Hydraulic fracturing remains the primary method of increasing hydrocarbon inflow to a borehole. Despite the many years of experience in using this method and the existence of various hydraulic fracturing simulators, companies often face problems during hydraulic fracturing, which are associated with insufficient elaboration of the physical models used in these simulators. There are a lot of theoretical and experimental studies of the occurrence and propagation of hydraulic fractures. All the models have their limitations, which can be evaluated by conducting experiments on natural or artificial rock samples. An essential aspect of hydraulic fracturing is accounting for the natural fractures of rocks. On the one hand, the natural fractures can increase the hydraulic fracturing efficiency. On the other hand, the interaction of hydraulic fractures with tectonic faults can lead to undesirable consequences in the form of induced earthquakes. We present the results of laboratory experiments on the study of a hydraulic fracture interaction with a preliminary created fracture that simulates a natural fracture. In the experiments, under conditions of triaxial loading, the initiation and growth of a hydraulic fracture in a poroelastic material initially containing a fracture was investigated.

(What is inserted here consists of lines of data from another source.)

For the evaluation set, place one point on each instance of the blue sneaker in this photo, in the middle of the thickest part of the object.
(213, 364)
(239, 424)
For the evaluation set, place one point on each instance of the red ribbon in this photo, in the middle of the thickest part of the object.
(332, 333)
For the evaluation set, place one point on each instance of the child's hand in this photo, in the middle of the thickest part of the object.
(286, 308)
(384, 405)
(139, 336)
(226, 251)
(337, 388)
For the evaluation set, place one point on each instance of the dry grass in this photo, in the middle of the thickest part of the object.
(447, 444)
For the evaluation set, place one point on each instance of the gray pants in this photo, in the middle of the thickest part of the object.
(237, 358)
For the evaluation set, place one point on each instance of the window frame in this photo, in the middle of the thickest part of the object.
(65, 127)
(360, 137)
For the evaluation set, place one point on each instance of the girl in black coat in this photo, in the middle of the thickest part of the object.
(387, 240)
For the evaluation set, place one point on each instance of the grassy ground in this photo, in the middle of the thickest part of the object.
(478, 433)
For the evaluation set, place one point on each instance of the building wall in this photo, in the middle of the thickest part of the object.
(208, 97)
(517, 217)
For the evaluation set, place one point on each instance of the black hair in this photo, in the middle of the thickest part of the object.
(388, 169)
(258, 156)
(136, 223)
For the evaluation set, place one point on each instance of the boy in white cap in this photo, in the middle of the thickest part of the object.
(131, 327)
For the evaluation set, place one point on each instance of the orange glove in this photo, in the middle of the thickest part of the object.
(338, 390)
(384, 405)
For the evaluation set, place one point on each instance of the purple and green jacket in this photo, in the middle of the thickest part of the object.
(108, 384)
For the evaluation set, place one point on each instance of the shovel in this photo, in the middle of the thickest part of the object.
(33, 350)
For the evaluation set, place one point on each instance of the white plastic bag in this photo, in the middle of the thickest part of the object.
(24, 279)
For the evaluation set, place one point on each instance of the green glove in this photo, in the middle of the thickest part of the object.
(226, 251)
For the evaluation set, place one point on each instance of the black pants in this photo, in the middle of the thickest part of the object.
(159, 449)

A distinctive feature of the experiments is the ability to use an ultrasonic sounding to measure the fracture propagation and opening simultaneously with the fluid pore pressure measurements at the several points of the porous saturated sample. It allows to obtain the pressure distributions at various experiment stages and to establish a relation between the pore pressure distribution and the hydraulic fracture propagation and its interaction with pre-existing fracture. The possibilities of active ultrasonic monitoring have been expanded due to preliminary calibration experiments, which make it possible to measure the fracture opening value by attenuation of ultrasonic pulses. The profile of the existing fracture opening has been restored.The experiments show that the fracture propagation is influenced by the natural fracture. This is caused by the hydraulic fracturing fluid leaks into the natural fracture, so both hydraulic fracture and natural fracture compose united hydraulic system. The results obtained can be used to refine models of secondary fracture network formations during hydraulic fracturing in unconventional fractured reservoirs.